There is currently an issue I haven't resolved with a quoted csv input test file. The next features I expect to work on involve supporting csv headers and field reordering, which will also make the feature available for tsv files.
CSV Headers are not supported yet, you'll need to chop them off yourself. Field reordering also isn't supported. These features will be reconsidered for later versions.
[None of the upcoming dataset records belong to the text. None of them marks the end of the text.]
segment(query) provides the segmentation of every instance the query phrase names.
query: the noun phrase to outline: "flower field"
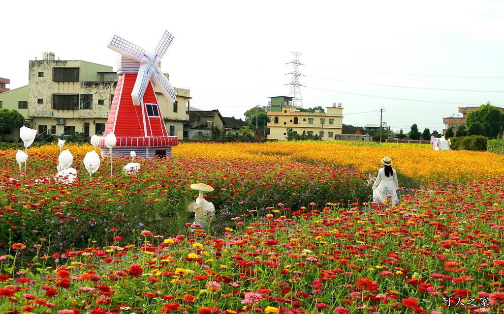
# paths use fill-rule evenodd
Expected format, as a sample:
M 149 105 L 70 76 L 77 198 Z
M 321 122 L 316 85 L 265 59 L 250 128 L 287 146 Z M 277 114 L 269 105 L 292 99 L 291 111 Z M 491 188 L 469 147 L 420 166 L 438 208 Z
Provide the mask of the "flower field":
M 504 160 L 428 148 L 184 144 L 91 180 L 71 146 L 69 185 L 57 146 L 26 174 L 0 151 L 0 312 L 502 312 Z M 423 182 L 394 206 L 368 202 L 386 155 Z M 198 182 L 208 229 L 184 210 Z

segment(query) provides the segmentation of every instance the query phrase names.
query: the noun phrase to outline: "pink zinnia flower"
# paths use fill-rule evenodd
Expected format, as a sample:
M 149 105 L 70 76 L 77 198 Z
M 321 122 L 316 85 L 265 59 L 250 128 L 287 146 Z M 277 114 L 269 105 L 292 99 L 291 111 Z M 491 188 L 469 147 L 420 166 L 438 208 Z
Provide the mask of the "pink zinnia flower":
M 241 304 L 249 304 L 261 301 L 263 296 L 259 293 L 245 293 L 245 298 L 241 300 Z

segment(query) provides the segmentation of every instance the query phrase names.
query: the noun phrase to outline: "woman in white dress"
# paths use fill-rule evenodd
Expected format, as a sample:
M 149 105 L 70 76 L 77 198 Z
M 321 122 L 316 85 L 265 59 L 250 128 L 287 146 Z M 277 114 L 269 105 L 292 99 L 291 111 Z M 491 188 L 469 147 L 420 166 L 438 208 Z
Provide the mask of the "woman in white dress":
M 387 195 L 391 195 L 392 198 L 390 201 L 394 204 L 399 201 L 396 192 L 399 187 L 397 174 L 396 170 L 392 168 L 392 160 L 389 157 L 384 158 L 382 164 L 385 167 L 378 171 L 378 175 L 373 184 L 373 200 L 383 202 L 387 199 Z

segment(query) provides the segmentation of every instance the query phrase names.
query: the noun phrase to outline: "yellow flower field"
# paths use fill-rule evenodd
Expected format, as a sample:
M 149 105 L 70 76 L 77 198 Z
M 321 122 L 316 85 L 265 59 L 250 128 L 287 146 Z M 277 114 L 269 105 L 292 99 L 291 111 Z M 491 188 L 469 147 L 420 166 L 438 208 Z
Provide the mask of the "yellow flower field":
M 487 152 L 434 151 L 430 145 L 358 142 L 270 142 L 182 144 L 174 148 L 175 158 L 234 159 L 261 161 L 288 159 L 351 166 L 374 172 L 385 156 L 392 159 L 399 173 L 424 182 L 463 181 L 504 173 L 504 156 Z
M 378 144 L 343 141 L 188 143 L 174 147 L 173 156 L 176 159 L 243 159 L 258 162 L 309 161 L 351 166 L 360 171 L 370 173 L 376 171 L 381 167 L 380 160 L 388 156 L 392 159 L 393 167 L 400 174 L 423 182 L 430 180 L 462 182 L 499 177 L 504 174 L 504 156 L 487 152 L 434 151 L 431 147 L 428 144 Z M 79 159 L 92 150 L 93 146 L 69 144 L 65 145 L 65 149 L 70 149 L 74 156 Z M 55 144 L 28 150 L 29 155 L 57 156 L 59 153 L 59 148 Z M 6 158 L 13 159 L 15 152 L 16 150 L 11 149 L 0 153 L 10 155 L 12 157 Z M 13 160 L 13 162 L 15 161 Z

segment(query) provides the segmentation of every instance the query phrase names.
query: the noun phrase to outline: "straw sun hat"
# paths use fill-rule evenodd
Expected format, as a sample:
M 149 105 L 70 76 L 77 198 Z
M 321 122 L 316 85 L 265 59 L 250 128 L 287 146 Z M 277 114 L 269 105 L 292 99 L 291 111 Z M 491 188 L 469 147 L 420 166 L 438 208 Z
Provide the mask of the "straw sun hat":
M 382 164 L 385 166 L 391 166 L 392 165 L 392 160 L 390 157 L 384 157 L 382 159 Z

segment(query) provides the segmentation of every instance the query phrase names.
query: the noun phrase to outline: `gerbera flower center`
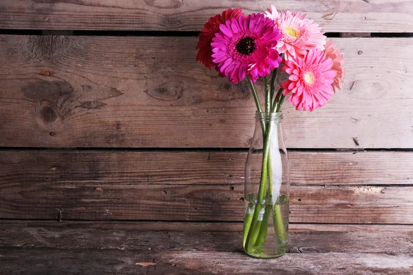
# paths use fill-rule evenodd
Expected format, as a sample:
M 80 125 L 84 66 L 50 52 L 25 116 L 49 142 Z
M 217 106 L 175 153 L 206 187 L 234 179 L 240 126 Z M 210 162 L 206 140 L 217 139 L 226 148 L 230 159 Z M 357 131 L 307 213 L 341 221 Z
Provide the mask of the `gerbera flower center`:
M 248 36 L 240 39 L 235 45 L 237 52 L 246 56 L 251 55 L 254 52 L 256 47 L 254 39 Z
M 309 85 L 312 85 L 314 84 L 315 81 L 315 78 L 314 77 L 314 74 L 311 72 L 306 72 L 304 73 L 304 81 Z
M 291 27 L 286 27 L 284 28 L 284 31 L 291 37 L 299 37 L 300 33 L 298 30 L 291 28 Z

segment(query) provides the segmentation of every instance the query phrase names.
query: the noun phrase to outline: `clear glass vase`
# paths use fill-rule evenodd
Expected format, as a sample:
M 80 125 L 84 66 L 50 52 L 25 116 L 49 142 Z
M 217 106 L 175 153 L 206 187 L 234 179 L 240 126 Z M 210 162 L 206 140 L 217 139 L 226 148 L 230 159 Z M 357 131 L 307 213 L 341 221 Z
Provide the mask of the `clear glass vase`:
M 257 113 L 245 165 L 244 250 L 257 258 L 284 255 L 288 244 L 288 158 L 282 113 Z

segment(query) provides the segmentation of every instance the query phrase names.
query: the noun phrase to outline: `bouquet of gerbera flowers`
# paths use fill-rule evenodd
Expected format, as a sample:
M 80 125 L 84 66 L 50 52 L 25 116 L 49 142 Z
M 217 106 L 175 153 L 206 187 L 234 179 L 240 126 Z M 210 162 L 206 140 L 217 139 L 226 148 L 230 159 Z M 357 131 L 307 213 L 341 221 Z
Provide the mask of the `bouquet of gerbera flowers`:
M 273 6 L 264 13 L 245 15 L 240 8 L 229 9 L 204 25 L 198 36 L 196 60 L 209 69 L 213 67 L 220 76 L 228 76 L 234 84 L 246 76 L 257 112 L 263 117 L 279 112 L 286 96 L 297 110 L 313 111 L 324 106 L 341 89 L 345 74 L 343 54 L 332 41 L 326 42 L 324 34 L 321 28 L 301 12 L 278 12 Z M 275 92 L 280 67 L 289 77 Z M 264 78 L 265 87 L 263 107 L 254 85 L 260 78 Z M 261 124 L 264 153 L 260 190 L 254 206 L 248 208 L 244 230 L 245 251 L 257 256 L 260 254 L 255 254 L 251 248 L 262 245 L 266 236 L 264 201 L 275 195 L 271 177 L 277 175 L 269 164 L 281 162 L 277 155 L 271 155 L 269 148 L 271 124 L 265 120 Z M 277 239 L 282 242 L 288 237 L 275 204 L 271 206 L 274 226 Z

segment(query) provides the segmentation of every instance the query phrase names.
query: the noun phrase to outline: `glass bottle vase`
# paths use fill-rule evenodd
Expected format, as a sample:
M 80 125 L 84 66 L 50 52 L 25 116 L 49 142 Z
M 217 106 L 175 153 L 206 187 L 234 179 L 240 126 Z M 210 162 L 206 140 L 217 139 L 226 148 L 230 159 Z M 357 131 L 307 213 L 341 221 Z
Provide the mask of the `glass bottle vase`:
M 245 165 L 244 250 L 256 258 L 284 255 L 288 244 L 288 158 L 282 113 L 259 113 Z

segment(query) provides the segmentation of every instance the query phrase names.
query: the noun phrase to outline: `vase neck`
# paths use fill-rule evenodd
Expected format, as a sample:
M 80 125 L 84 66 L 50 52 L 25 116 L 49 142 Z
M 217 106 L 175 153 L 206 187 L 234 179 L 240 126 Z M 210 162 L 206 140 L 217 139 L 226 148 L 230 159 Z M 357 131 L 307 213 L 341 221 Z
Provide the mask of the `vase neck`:
M 282 120 L 282 112 L 256 112 L 255 120 L 257 121 L 268 122 L 279 122 Z

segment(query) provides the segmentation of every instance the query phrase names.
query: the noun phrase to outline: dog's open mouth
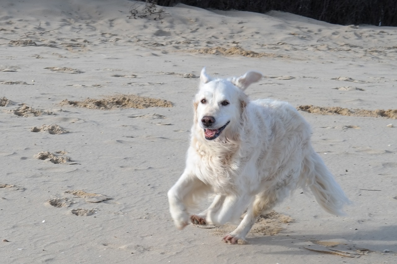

To properly test the module and script it is necessary to have an available configured database. So that the bundle can be installed silently through a cpan utility session very few tests are run during installation. Proper testing must be done manually. Due to the size of the test data it has been removed to a seperate archive, Pg-BulkCopyTest which must be downloaded seperately from cpan. Normally the contents would be restored to the tdata directory.
First make sure that the account you are using for testing has sufficient rights on the server. The sql directory contains a few useful scripts for creating a test database. On linux a command like this should be able to create the database:
psql postgres <
dbitest.pl adds a row to your new database and then deletes it, use dbitest to verify your dbi string and that it can access the database.
Edit the file t2/test.conf. You will need to provide the necessary dsn values for the dbi connection.
If necessary modify harness.sh from the distribution directory as appropriate and execute it to run the tests.
<brainbuz at brainbuz.org>
Please report any bugs or feature requests to
bug-pg-bulkcopy at rt.cpan.org, or through the web interface at http://rt.cpan.org/NoAuth/ReportBug.html?Queue=Pg-BulkCopy. I will be notified, and then you'll automatically be notified of progress on your bug as I make changes.
You can find documentation for this module with the perldoc command.
You can also look for information at:
RT: CPAN's request tracker
AnnoCPAN: Annotated CPAN documentation
Copyright 2010,2012 John Karr.
This program is free software; you can redistribute it and/or modify it under the terms of the GNU General Public License as published by the Free Software Foundation; version 3 or at your option any later version.
This program is distributed in the hope that it will be useful, but WITHOUT ANY WARRANTY; without even the implied warranty of MERCHANTABILITY or FITNESS FOR A PARTICULAR PURPOSE. See the GNU General Public License for more details.
A copy of the GNU General Public License is available in the source tree; if not, write to the Free Software Foundation, Inc., 59 Temple Place - Suite 330, Boston, MA 02111-1307, USA.